Eighty-two friends sounds like a healthy number. To maintain eighty-two relationships required a certain degree of social activity and mutual care. But on the Internet, where “friendship” meant nothing other than the click of a mouse, eighty-two “friends” was nothing. Eighty-two friends for a high school sophomore made Becca something of a loner.
Funny how it was the loners who went missing.
Eighty-two friends might not be much in the world of Facebook, but it was too many people for Morhart to track down on his own. He was about to narrow down the field.
He clicked first on the tab for photographs, hoping to find an array of photos matching full names to smiling faces, the high-tech equivalent of a “question these witnesses first” list. Instead, he found only two photo albums. One, labeled “Profile Pictures,” included one shot, a photo of Becca’s little dog. The other, labeled “Big Apple,” featured grainy phone-quality pictures of what looked like Manhattan, posted three and a half weeks earlier.

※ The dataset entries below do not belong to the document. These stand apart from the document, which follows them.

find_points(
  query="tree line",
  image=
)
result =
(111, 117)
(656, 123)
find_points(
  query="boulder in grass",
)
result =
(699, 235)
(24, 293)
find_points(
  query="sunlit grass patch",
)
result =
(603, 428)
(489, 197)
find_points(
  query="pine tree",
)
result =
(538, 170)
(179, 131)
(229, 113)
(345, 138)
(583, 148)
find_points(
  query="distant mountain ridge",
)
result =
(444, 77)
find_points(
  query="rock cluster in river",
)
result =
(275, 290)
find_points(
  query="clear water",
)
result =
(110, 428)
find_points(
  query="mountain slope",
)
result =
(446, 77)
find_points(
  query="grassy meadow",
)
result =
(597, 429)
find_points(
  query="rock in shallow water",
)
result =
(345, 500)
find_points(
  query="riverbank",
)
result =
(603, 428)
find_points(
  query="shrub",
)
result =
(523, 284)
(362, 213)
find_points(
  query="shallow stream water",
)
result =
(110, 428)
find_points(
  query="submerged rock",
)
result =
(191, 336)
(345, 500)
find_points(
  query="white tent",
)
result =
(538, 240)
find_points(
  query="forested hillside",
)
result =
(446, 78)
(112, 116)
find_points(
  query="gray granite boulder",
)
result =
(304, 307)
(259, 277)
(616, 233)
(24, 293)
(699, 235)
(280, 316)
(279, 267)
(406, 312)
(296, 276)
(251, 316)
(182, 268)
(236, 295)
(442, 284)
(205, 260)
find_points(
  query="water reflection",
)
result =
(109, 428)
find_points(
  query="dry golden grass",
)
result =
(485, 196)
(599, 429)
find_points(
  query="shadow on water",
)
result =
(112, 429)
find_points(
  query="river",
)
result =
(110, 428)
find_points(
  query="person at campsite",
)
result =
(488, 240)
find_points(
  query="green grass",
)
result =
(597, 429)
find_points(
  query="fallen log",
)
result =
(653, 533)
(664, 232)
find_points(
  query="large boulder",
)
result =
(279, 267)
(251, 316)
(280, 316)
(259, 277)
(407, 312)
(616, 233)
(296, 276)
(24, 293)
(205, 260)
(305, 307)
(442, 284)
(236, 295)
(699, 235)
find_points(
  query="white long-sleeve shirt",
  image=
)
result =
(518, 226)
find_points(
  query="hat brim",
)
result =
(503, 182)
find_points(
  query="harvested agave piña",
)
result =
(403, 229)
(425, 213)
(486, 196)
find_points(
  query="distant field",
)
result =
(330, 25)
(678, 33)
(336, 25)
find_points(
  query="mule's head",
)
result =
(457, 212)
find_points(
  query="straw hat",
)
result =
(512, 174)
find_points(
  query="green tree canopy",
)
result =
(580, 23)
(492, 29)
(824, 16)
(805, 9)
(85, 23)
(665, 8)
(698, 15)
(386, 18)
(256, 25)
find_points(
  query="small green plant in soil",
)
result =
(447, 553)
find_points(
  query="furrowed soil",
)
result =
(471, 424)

Water. Buildings. Graffiti on brick. No people. No smiling faces. Based on what he’d gathered about the girl’s disposition, he assumed she was trying to be artsy.
He read the postings on Becca’s Wall, the page where her friends could leave messages for her.
The entire first page consisted of messages submitted since Becca’s disappearance had been made public.
Linwood High misses you. Come back soon and safe!
OMG, Becca. Hope you’re just off being wild.